Review: Coming Out and Coming of Age in ‘Pariah’

“Pariah” has put a new twist on coming-of-age stories. Writer and director Dee Reese has done a fantastic job of telling the story of a young African American girl trying to find herself. 

Played by Adepero Oduye, Alike (pronounced ah-LEE-kay) is a 17-year-old girl living in Brooklyn with her parents, played by Kim Wayans and Charles Parnell, and younger sister Sharonda (Sahra Mellesse).

Alike struggles to embrace her sexual identity as a lesbian and find where she belongs in that world. While she’s forced to hide her sexuality from her family, Alike still has difficulty embracing her true self when she’s with her friends.

On top of her personal issues, Alike has to deal with fighting parents and a seemingly overbearing mother trying to separate her from her friends.

Guests at an advanced screening of the film were thrilled with the film. “As a member of the LBGT community and a person of color, I’m so happy that we’re able to see this struggle through the eyes of someone of color,” said Monica Dawson, 26.

The audience also praised the performances of newcomer Adepero Oduye and Kim Wayans. Wayans, who many know from her various characters on “In Living Color” and “In the House,” has generally taken on comedic roles in the past.

Wayans brought passion to her portrayal of Audrey as a mother in denial. While you might want to hate her character, you might even find yourself sympathizing with Audrey’s plight.

“I have never seen Kim Wayans in a role like this, and she killed it!” said Karen Tompkins, 54. “The actress who played Alike was amazing. She’s extremely talented.”

Oduye shows great emotion playing a young woman who knows exactly what she wants, but is ambivalent about how to pursue it. Her portrayal of Alike is so real that audiences can identify with her struggles with sexuality and just being a teenager.

The movie, which originally started out as a short for a class at New York University, is the first feature film from Reese.

Shot over 18 days, with a shoestring budget of half a million dollars, this film does not disappoint.

“Pariah” premiered at the 2011 Sundance Film Festival to rave reviews.

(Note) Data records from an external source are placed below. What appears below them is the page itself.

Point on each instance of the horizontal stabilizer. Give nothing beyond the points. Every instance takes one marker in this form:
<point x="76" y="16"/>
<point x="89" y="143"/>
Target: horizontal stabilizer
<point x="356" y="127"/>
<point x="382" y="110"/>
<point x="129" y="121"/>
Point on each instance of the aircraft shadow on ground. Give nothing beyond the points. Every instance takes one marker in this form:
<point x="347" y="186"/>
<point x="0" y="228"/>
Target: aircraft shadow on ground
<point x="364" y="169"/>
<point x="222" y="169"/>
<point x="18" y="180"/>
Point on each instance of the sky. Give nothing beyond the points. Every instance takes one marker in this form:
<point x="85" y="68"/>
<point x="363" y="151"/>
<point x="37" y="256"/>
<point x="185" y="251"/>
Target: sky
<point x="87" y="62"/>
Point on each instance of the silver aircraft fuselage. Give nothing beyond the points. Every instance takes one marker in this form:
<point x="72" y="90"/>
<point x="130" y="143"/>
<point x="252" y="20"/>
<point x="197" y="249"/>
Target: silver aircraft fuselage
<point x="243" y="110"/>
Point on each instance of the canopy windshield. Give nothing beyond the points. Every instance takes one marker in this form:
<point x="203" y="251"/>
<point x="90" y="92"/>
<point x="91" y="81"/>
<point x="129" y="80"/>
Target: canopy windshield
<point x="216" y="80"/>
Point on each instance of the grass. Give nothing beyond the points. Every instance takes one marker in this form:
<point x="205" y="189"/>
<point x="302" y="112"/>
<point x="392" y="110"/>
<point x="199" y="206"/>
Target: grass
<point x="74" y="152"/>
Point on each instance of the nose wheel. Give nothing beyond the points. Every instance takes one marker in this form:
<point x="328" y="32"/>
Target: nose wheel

Cinematographer and Howard University alumnus Bradford Young won the Excellence in Cinematography Award at Sundance for the film.

Executive produced by Spike Lee, “Pariah” is being shown at select theaters, including the Landmark E-Street Cinema 8, 555 11th St. N.W. The Department of Radio, Television and Film at Howard University, which supported “Pariah” since its debut as a short, sponsored a screening and discussion at the theater that featured lead actress Adepero Oduye and producer Nekisa Cooper.